A significant jump in salary was one factor. So was the chance to enjoy more-flexible work hours, a greater diversity of work, and the satisfaction of contributing to revenue rather than overhead. “Working at a company, you’re constantly watching the bottom line. The stresses of working at a CPA firm relate to client satisfaction, which is easier to manage for me,” says Doherty.
All over the country similar scenes are playing out as accounting firms large and small sweeten the pot in order to lure or retain employees. The Big Four have doubled their assurance staffs in the past five years and are expected to nearly double them again in the next five, thanks largely to Section 404 of Sarbanes-Oxley. Smaller accounting firms, their client rosters expanding thanks to new rules on auditor independence, are also upping the ante. Add to that a precipitous plunge in the number of accounting degrees granted in the late 1990s and disaffection with corporate finance jobs, and suddenly the labor pool is roiled by a perfect storm, one that CFOs readily admit is difficult to navigate.
Nearly half of the CFOs surveyed in late 2005 (see “How CFOs Confront the War for Accounting Talent” at the end of this article) say that it is somewhat or very difficult to hire qualified finance staff. “It’s an extremely competitive hiring environment today,” says Craig Nickerson, CFO of Dynetech Corp., a privately held business-process outsourcer based in Orlando. After a five-month search, he recently hired a senior staff accountant away from Deloitte & Touche but is still looking for an accounting manager for his 33-person finance team, a position the company expected to fill this spring.
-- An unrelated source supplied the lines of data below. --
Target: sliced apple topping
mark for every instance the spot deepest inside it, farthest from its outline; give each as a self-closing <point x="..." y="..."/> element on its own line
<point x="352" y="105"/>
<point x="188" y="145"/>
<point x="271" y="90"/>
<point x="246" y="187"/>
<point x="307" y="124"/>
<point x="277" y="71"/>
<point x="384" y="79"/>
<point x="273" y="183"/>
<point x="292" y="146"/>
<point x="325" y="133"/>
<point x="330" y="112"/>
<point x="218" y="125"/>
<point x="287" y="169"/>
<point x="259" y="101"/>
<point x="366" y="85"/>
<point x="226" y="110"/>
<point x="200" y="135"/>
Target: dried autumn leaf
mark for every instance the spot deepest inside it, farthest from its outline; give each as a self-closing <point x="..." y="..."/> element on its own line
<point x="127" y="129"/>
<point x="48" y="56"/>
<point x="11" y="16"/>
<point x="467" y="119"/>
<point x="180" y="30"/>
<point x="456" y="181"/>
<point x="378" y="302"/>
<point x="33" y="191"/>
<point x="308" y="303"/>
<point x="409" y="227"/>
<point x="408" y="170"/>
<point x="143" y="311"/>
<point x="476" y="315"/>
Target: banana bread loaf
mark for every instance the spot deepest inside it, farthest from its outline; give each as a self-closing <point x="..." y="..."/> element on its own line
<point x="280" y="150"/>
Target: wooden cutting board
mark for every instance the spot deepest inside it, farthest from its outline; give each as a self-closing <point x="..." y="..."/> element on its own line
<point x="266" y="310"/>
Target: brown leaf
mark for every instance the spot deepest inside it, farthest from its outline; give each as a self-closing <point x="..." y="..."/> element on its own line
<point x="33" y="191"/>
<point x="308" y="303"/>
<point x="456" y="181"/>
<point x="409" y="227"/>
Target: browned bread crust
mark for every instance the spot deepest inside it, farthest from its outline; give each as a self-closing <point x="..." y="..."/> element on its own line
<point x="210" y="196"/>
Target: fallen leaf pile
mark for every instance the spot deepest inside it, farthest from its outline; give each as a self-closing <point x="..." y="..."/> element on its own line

Nickerson says competition has not only driven up CPA salaries by as much as 25 percent in the past several years, but now he must contend with public accounting firms that “provide signing bonuses and a lot of fluff benefits that they’ve never offered before.” And there is competition as well from other corporate finance departments. Dynetech had a 10 percent turnover rate among finance staff in 2005, about double its historic average, largely because people had better offers from other companies.
Even though enrollment in accounting programs has risen over the past few years, the demand for CPAs currently outstrips supply by as much as 20 percent, and relief appears to be a long way off. “We’ll have an incredible shortage of accountants for the next 10 to 15 years,” predicts Allan D. Koltin, president and CEO of PDI Global Inc., a Chicago-based consultancy for accounting and other professional firms.